Très logiquement, l'auteur revient aujourd'hui avec un autre ouvrage, plus ambitieux, mais qui se veut lui aussi descriptif, documentaire, embrassant désormais dans un seul regard et la violence et le silence, et les élites et le peuple, et la manipulation et la soumission. La France Big Brother creuse le sillon, laboure tout le champ nous sommes manipulés, conditionnés, asservis, dès le plus jeune âge, et depuis longtemps, par un système qui n'a pas de nom, à la dimension du monde.

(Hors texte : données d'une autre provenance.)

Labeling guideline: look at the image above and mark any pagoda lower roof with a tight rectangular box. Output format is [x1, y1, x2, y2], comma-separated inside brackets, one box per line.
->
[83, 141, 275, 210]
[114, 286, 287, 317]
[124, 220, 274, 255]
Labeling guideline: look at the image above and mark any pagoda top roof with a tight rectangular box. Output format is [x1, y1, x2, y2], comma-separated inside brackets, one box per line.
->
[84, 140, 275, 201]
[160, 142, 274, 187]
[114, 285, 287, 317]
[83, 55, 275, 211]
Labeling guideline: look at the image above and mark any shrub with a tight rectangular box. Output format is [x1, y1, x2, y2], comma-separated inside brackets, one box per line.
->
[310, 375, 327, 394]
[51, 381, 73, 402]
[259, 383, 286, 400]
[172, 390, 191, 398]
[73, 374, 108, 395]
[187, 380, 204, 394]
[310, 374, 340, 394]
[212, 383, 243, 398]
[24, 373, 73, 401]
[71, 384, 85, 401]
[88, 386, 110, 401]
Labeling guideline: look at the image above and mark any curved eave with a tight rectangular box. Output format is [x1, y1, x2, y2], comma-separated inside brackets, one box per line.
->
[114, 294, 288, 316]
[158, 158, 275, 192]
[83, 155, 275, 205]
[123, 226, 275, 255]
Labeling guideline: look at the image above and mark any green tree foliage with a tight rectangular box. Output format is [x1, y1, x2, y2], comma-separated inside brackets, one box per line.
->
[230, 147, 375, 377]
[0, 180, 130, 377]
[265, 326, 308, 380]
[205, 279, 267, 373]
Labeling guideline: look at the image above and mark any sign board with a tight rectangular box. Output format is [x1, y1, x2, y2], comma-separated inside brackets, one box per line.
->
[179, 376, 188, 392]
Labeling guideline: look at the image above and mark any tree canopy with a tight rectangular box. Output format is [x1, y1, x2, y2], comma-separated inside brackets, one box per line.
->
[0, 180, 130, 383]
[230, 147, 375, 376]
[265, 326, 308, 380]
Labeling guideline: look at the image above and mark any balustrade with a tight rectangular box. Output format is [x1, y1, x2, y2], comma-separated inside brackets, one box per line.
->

La force du raisonnement d'Obertone tient à la qualité de son écriture : moitié Société du spectacle à la Debord, moitié Tactique du diable à la Lewis. L'auteur empoigne son lecteur dès la première page : Big Brother écrit à Monsieur Moyen, révélant à l’homo domesticus toute l'étendue de son contrôle. Le livre est une succession de lettres où est passé en revue tout ce qui fait le charme de la France : pouvoir omniprésent et méprisant, administration pléthorique et inefficace, gabegie financière, moralisme suicidaire, mensonges médiatiques, faillite de l'école, démission de l'université, pouvoir de la finance, ordre mondial totalitaire, etc. Obertone ne laisse rien passer, en s'acharnant ajuste titre sur l'incroyable collusion entre les médias censés informer, les intellectuels censés analyser et les politiques censés gouverner, les trois catégories fondues en une seule caste jalouse de ses privilèges. S'il est une évidence, c'est que l'auteur se sent Français et souffre de ce que son pays est devenu, sans parler de ses concitoyens.

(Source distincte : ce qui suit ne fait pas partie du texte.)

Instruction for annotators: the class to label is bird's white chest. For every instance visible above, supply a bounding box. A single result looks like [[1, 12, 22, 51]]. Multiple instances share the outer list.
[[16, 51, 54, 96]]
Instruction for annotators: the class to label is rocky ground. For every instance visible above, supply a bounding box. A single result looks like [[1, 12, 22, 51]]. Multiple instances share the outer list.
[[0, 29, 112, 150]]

Un intime sentiment de réalité

Tout l'aspect factuel, exposé avec une rage froide, dans un style oscillant entre sécheresse et exhortation, emporte l'adhésion, ne serait-ce que par la capacité de synthèse dont il témoigne et la justesse des maux dénoncés. Comme le souligne un des rares critiques du livre, « La pensée d'Obertone rencontre le sentiment "intime" qu’on a du réel. » (Benjamin Berton). Il n'y a pas à proprement parler une thèse ce système qui nous oppresse, ce Big Brother machiavélique et si sûr de son succès qu'il se révèle (en une pirouette : « […] Le problème c'est toi, et toi seul »), ce Parti auquel les élites ont vendu leur âme, tout cela reste un peu flou - mais l'auteur compense l'absence de visage par une accumulation précise de faits : résultats des élections opposés aux commentaires, montants versés aux organismes internationaux, désignation précise des stipendiés du Qatar ou des USA, etc. Des faits qu'il n'hésite pas à aller chercher dans le passé, revisitant au passage la seconde guerre mondiale, évoquant tranquillement l'épuration, Tchernobyl, Timisoara et les armes de destruction massive, bref rassemblant en un seul mouvement tout ce qui est bien propre à nous dégoûter du consensus et de ses thuriféraires, à nous faire perdre confiance, à nous redonner conscience, à nous réveiller. Le livre est un immense patchwork enfiévré, qui révèle peu à peu son dessin en même-temps qu'il décrit ce chaos ordonné dans lequel nous vivons et qu'on nous interdit de remettre en cause - car même le rebelle fait partie du plan.